Hyperuricemia (HUA) is a type of purine metabolism disease and Simiao Pill (SMP), a classic herbal prescription, has a long history of treating HUA. Nonetheless, the mechanisms underlying SMP against HUA remain unclear. We employed computational biomedical modeling and screening to explore the potential pharmacodynamic components and the mechanisms of SMP for HUA. We obtained 6,045 docking results between 403 herbal compounds and 15 HUA-related targets (average binding affinity −7.081 kcal/mol).
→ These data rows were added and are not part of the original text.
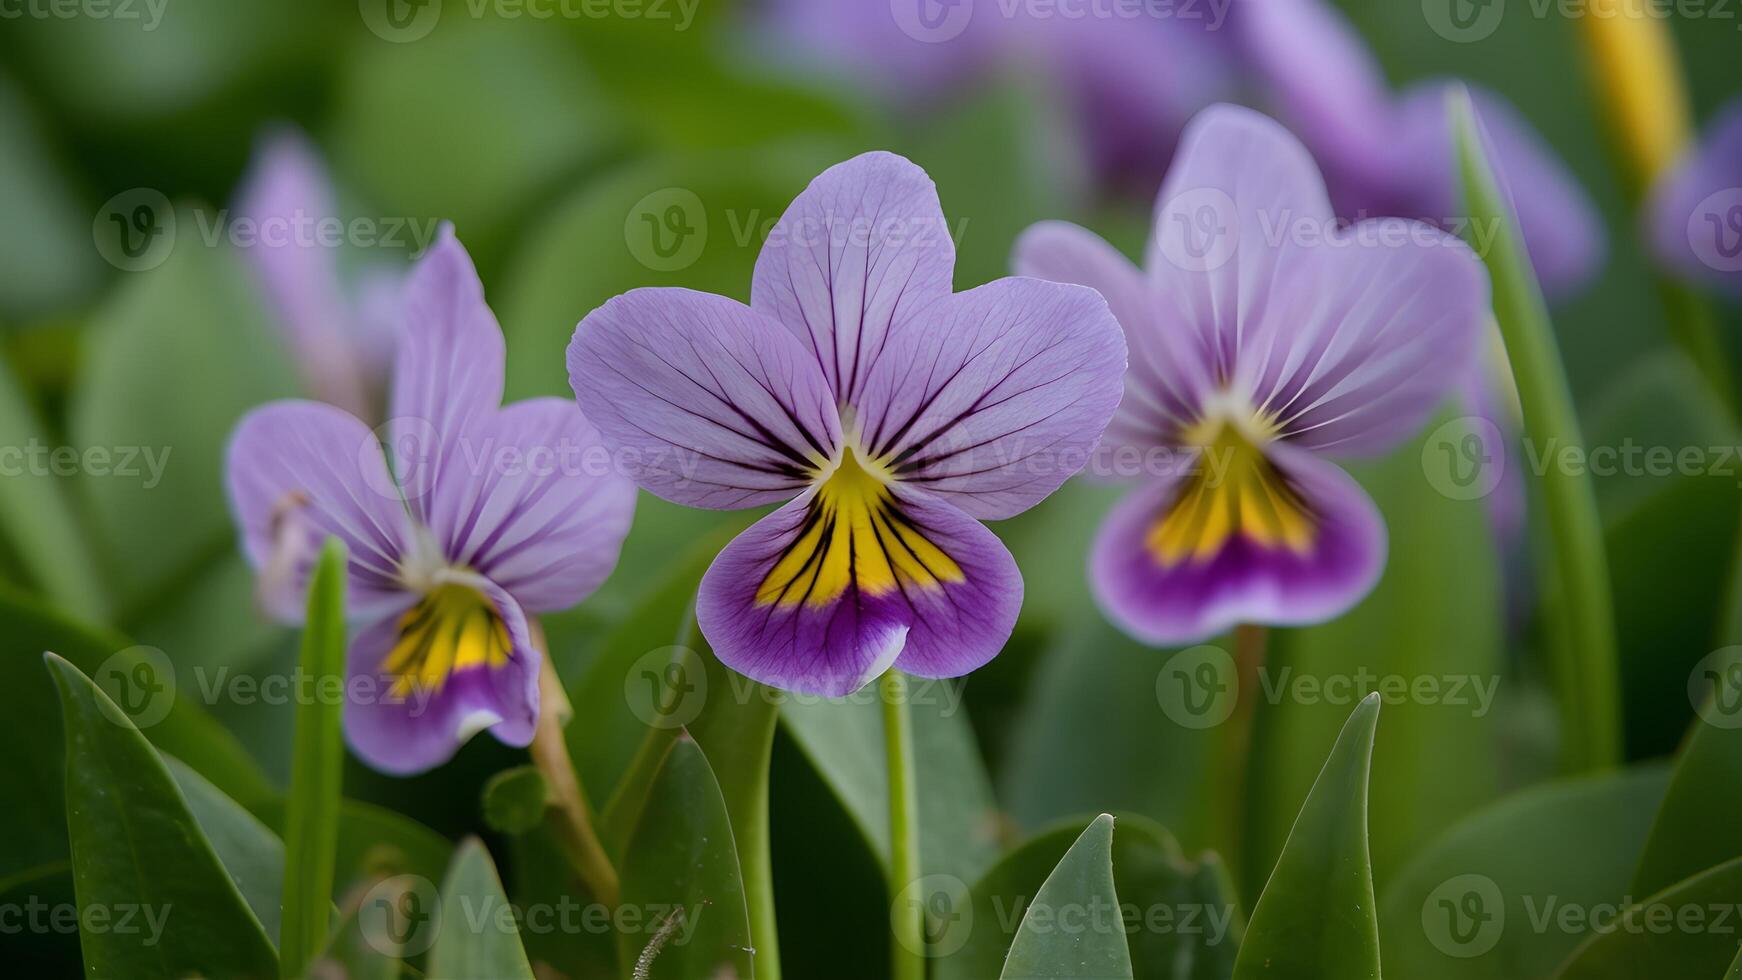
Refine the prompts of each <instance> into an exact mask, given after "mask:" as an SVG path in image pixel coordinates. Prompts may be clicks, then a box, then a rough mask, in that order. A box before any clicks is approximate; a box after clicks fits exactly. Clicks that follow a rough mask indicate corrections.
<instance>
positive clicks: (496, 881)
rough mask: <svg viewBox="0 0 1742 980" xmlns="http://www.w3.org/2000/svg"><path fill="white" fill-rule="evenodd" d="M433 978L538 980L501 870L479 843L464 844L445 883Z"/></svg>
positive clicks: (451, 978) (442, 891) (442, 890)
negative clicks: (496, 866) (495, 863)
mask: <svg viewBox="0 0 1742 980" xmlns="http://www.w3.org/2000/svg"><path fill="white" fill-rule="evenodd" d="M427 973H429V977H434V978H439V980H533V968H531V964H530V963H526V950H524V949H523V947H521V935H519V928H517V926H516V921H514V912H512V909H510V907H509V898H507V895H503V893H502V879H500V877H496V865H495V863H493V862H491V860H490V851H486V849H484V844H483V842H479V841H477V839H476V837H472V839H467V841H465V842H463V844H460V849H456V851H455V855H453V865H449V869H448V877H446V879H444V881H442V886H441V924H439V931H437V933H436V945H434V949H430V961H429V971H427Z"/></svg>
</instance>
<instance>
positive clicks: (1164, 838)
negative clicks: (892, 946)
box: [911, 815, 1244, 980]
mask: <svg viewBox="0 0 1742 980" xmlns="http://www.w3.org/2000/svg"><path fill="white" fill-rule="evenodd" d="M1087 827H1089V822H1084V820H1078V822H1071V823H1066V825H1061V827H1054V829H1050V830H1043V832H1040V834H1036V836H1035V837H1031V839H1030V841H1026V842H1024V844H1023V846H1021V848H1017V849H1014V851H1010V853H1007V855H1005V856H1003V858H1000V860H998V863H996V865H993V867H991V870H988V872H986V876H984V877H981V879H979V881H977V883H974V888H970V889H967V896H969V898H970V903H969V905H967V907H963V903H962V895H960V889H962V883H960V881H958V879H951V877H942V876H937V877H932V879H930V881H927V883H925V888H922V889H920V891H922V893H918V895H911V898H913V900H918V902H920V907H922V910H925V912H927V935H928V938H930V949H932V956H934V957H939V959H937V961H935V963H937V966H935V971H934V977H935V978H937V980H981V978H984V977H996V975H998V971H1000V970H1002V968H1003V961H1005V954H1007V952H1009V950H1010V943H1012V940H1014V938H1016V930H1017V926H1019V924H1021V914H1023V912H1024V909H1026V905H1028V902H1030V898H1033V896H1035V895H1036V889H1038V888H1040V886H1042V883H1045V879H1047V876H1049V874H1050V872H1052V869H1054V867H1056V865H1057V863H1059V862H1061V860H1063V858H1064V853H1066V851H1068V849H1070V848H1071V844H1073V842H1077V839H1078V837H1080V836H1082V834H1084V832H1085V830H1087ZM922 881H925V879H922ZM1113 886H1115V889H1117V891H1118V898H1120V903H1122V907H1124V910H1125V914H1127V926H1136V928H1132V930H1129V935H1127V938H1129V943H1131V963H1132V975H1134V977H1136V980H1226V978H1228V977H1230V975H1232V973H1233V957H1235V954H1237V950H1239V943H1240V931H1242V930H1244V923H1242V921H1240V914H1239V903H1237V902H1235V898H1233V891H1232V886H1230V884H1228V881H1226V874H1225V870H1223V867H1221V862H1219V860H1218V858H1216V856H1214V855H1205V856H1204V858H1200V860H1198V862H1188V860H1186V858H1185V856H1181V853H1179V844H1178V842H1174V839H1172V836H1171V834H1167V830H1164V829H1162V827H1160V825H1157V823H1153V822H1150V820H1148V818H1143V816H1124V815H1120V816H1117V832H1115V834H1113ZM958 947H960V949H958Z"/></svg>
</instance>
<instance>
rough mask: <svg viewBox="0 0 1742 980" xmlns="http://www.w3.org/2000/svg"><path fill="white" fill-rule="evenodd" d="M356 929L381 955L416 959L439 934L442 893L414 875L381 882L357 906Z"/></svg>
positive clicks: (428, 882)
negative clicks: (440, 892)
mask: <svg viewBox="0 0 1742 980" xmlns="http://www.w3.org/2000/svg"><path fill="white" fill-rule="evenodd" d="M357 930H359V931H361V933H362V938H364V942H368V943H369V945H371V947H373V949H375V950H376V952H380V954H381V956H392V957H401V956H404V957H411V956H418V954H420V952H423V950H427V949H429V947H432V945H436V935H437V933H441V893H439V891H436V884H434V883H430V879H427V877H422V876H416V874H399V876H394V877H388V879H383V881H381V883H378V884H376V886H375V888H371V889H369V891H368V893H366V895H364V896H362V903H359V905H357Z"/></svg>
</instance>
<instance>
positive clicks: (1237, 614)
mask: <svg viewBox="0 0 1742 980" xmlns="http://www.w3.org/2000/svg"><path fill="white" fill-rule="evenodd" d="M1270 460H1272V461H1273V463H1275V465H1277V467H1279V468H1280V470H1282V472H1284V473H1286V475H1287V479H1289V480H1291V486H1293V487H1294V489H1296V493H1298V494H1300V496H1301V500H1305V503H1307V507H1308V508H1310V512H1312V515H1313V526H1315V538H1313V541H1312V547H1310V548H1308V550H1305V552H1296V550H1291V548H1286V547H1263V545H1259V543H1258V541H1254V540H1252V538H1249V536H1246V534H1235V536H1232V538H1230V540H1228V541H1226V545H1225V547H1221V548H1219V550H1218V552H1216V554H1214V555H1212V557H1209V559H1204V560H1198V559H1195V557H1193V559H1188V560H1183V562H1179V564H1172V566H1167V564H1164V562H1160V560H1158V559H1157V555H1155V552H1153V550H1151V548H1150V547H1148V543H1146V541H1148V536H1150V531H1151V529H1153V527H1155V524H1157V520H1160V519H1162V515H1164V513H1165V512H1167V508H1169V507H1171V505H1172V503H1174V500H1176V496H1178V494H1179V491H1181V487H1183V486H1186V484H1185V480H1186V479H1188V477H1186V475H1183V473H1181V475H1179V477H1176V479H1167V480H1158V482H1153V484H1148V486H1144V487H1141V489H1138V491H1134V493H1132V494H1131V496H1129V498H1125V500H1124V501H1122V503H1120V505H1118V507H1115V508H1113V513H1111V515H1108V519H1106V522H1104V524H1101V531H1099V533H1097V534H1096V543H1094V552H1092V555H1090V566H1089V573H1090V583H1092V587H1094V594H1096V599H1097V602H1099V604H1101V609H1103V611H1104V613H1106V614H1108V618H1111V620H1113V621H1115V623H1117V625H1118V627H1120V628H1124V630H1125V632H1127V634H1131V635H1134V637H1138V639H1141V641H1144V642H1151V644H1157V646H1185V644H1192V642H1200V641H1205V639H1211V637H1214V635H1218V634H1223V632H1226V630H1228V628H1232V627H1235V625H1237V623H1259V625H1307V623H1319V621H1324V620H1331V618H1334V616H1338V614H1341V613H1343V611H1347V609H1348V607H1352V606H1354V604H1355V602H1359V601H1361V599H1362V597H1364V595H1366V594H1367V592H1369V590H1371V588H1373V585H1374V583H1378V580H1380V573H1381V569H1383V567H1385V550H1387V540H1385V524H1383V520H1381V519H1380V512H1378V508H1374V507H1373V501H1371V500H1369V498H1367V494H1366V491H1362V489H1361V486H1359V484H1357V482H1355V480H1354V479H1350V477H1348V475H1347V473H1343V472H1341V470H1340V468H1336V465H1333V463H1326V461H1322V460H1315V458H1313V456H1312V454H1310V453H1301V451H1293V449H1287V447H1286V446H1272V447H1270Z"/></svg>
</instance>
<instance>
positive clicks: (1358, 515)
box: [1016, 106, 1488, 644]
mask: <svg viewBox="0 0 1742 980" xmlns="http://www.w3.org/2000/svg"><path fill="white" fill-rule="evenodd" d="M1144 265H1146V268H1144V270H1143V272H1139V270H1138V268H1134V266H1132V265H1131V263H1129V261H1127V259H1125V258H1124V256H1120V254H1118V252H1117V251H1115V249H1113V247H1111V245H1108V244H1106V242H1103V240H1101V238H1097V237H1094V235H1092V233H1089V232H1085V230H1082V228H1077V226H1073V225H1064V223H1043V225H1036V226H1035V228H1031V230H1030V232H1026V233H1024V235H1023V238H1021V240H1019V242H1017V249H1016V268H1017V272H1023V273H1030V275H1042V277H1047V279H1054V280H1061V282H1080V284H1085V285H1092V287H1096V289H1099V291H1101V294H1103V296H1106V298H1108V305H1110V306H1111V308H1113V313H1115V315H1117V317H1118V322H1120V324H1122V326H1124V327H1125V336H1127V339H1129V343H1131V352H1132V357H1131V371H1129V374H1127V376H1125V399H1124V402H1122V404H1120V409H1118V414H1117V418H1115V420H1113V423H1111V426H1110V428H1108V444H1110V446H1111V449H1113V453H1115V454H1125V458H1132V460H1138V458H1141V460H1153V461H1158V465H1155V467H1153V470H1155V472H1153V475H1155V479H1153V480H1151V482H1150V484H1148V486H1144V487H1143V489H1138V491H1136V493H1132V494H1131V496H1129V498H1125V501H1122V503H1120V505H1118V507H1117V508H1115V510H1113V513H1111V515H1110V519H1108V520H1106V524H1104V526H1103V527H1101V533H1099V536H1097V540H1096V543H1094V554H1092V559H1090V574H1092V585H1094V590H1096V595H1097V599H1099V602H1101V604H1103V607H1104V609H1106V613H1108V614H1110V616H1111V618H1113V620H1115V621H1118V623H1120V625H1122V627H1124V628H1125V630H1127V632H1131V634H1132V635H1138V637H1141V639H1144V641H1148V642H1157V644H1183V642H1193V641H1200V639H1205V637H1211V635H1216V634H1219V632H1223V630H1226V628H1228V627H1232V625H1235V623H1279V625H1284V623H1312V621H1320V620H1326V618H1331V616H1336V614H1340V613H1341V611H1345V609H1348V607H1350V606H1352V604H1355V602H1357V601H1359V599H1361V597H1362V595H1366V594H1367V590H1369V588H1371V587H1373V585H1374V581H1376V580H1378V576H1380V571H1381V567H1383V564H1385V547H1387V543H1385V524H1383V522H1381V519H1380V513H1378V510H1376V508H1374V505H1373V501H1371V500H1369V498H1367V494H1366V493H1364V491H1362V489H1361V486H1359V484H1355V480H1354V479H1350V477H1348V475H1347V473H1343V470H1341V468H1338V467H1336V465H1334V463H1331V461H1329V458H1336V456H1359V454H1373V453H1381V451H1385V449H1390V447H1392V446H1395V444H1397V442H1399V440H1402V439H1406V437H1409V433H1413V432H1415V430H1416V428H1418V426H1420V425H1421V423H1423V421H1425V420H1427V416H1428V413H1432V411H1434V407H1435V406H1437V404H1441V400H1442V399H1446V397H1448V395H1451V393H1453V392H1455V386H1456V383H1458V379H1460V378H1462V376H1463V373H1467V371H1469V369H1470V364H1472V360H1474V355H1475V352H1477V346H1479V341H1481V336H1482V332H1481V327H1482V317H1484V310H1486V308H1488V279H1486V273H1484V270H1482V266H1481V263H1479V261H1477V259H1475V256H1474V254H1472V252H1470V249H1469V247H1465V245H1463V244H1462V242H1460V240H1456V238H1455V237H1451V235H1448V233H1444V232H1439V230H1435V228H1430V226H1428V225H1423V223H1418V221H1406V219H1373V221H1364V223H1359V225H1355V226H1350V228H1338V223H1336V218H1334V214H1333V211H1331V202H1329V198H1327V195H1326V188H1324V183H1322V179H1320V176H1319V171H1317V167H1315V165H1313V160H1312V157H1308V153H1307V150H1305V146H1301V144H1300V143H1298V141H1296V139H1294V138H1293V136H1291V134H1289V132H1287V131H1284V129H1282V127H1280V125H1277V124H1275V122H1272V120H1270V118H1266V117H1263V115H1258V113H1254V111H1249V110H1240V108H1233V106H1216V108H1212V110H1207V111H1204V113H1202V115H1200V117H1198V118H1197V120H1193V122H1192V125H1188V127H1186V134H1185V138H1183V139H1181V146H1179V157H1178V158H1176V162H1174V167H1172V171H1171V172H1169V174H1167V181H1165V185H1164V186H1162V195H1160V202H1158V205H1157V214H1155V232H1153V235H1151V240H1150V254H1148V256H1146V263H1144Z"/></svg>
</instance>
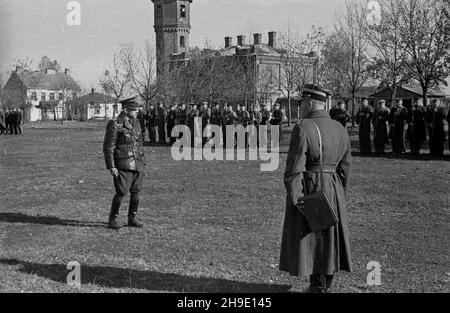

We identified 34 signaling pathways based on the 15 HUA-related proteins. Nitric-oxide synthase 3 (NOS3) was found to be the most promising drug target of SMP against HUA, exhibiting the best average binding affinity of −8.05 kcal/mol. Chelerythrine and quercetin were predicted to be the most bioactive compounds for xanthine dehydrogenase (XDH), a known drug target, along with kihadanin A and limonin for NOS3. Of all SMP compounds, prenol lipids, steroids and alkaloids were predicted to be the three primary classes of compounds with potential for targeting NOS3 and XDH. SMP may treat HUA by mechanisms that involve multi-targets and pathways. Our study presented a novel horizon for exploring the mechanism of SMP against HUA and developing potential drugs. Further experimental research is required to verify our results.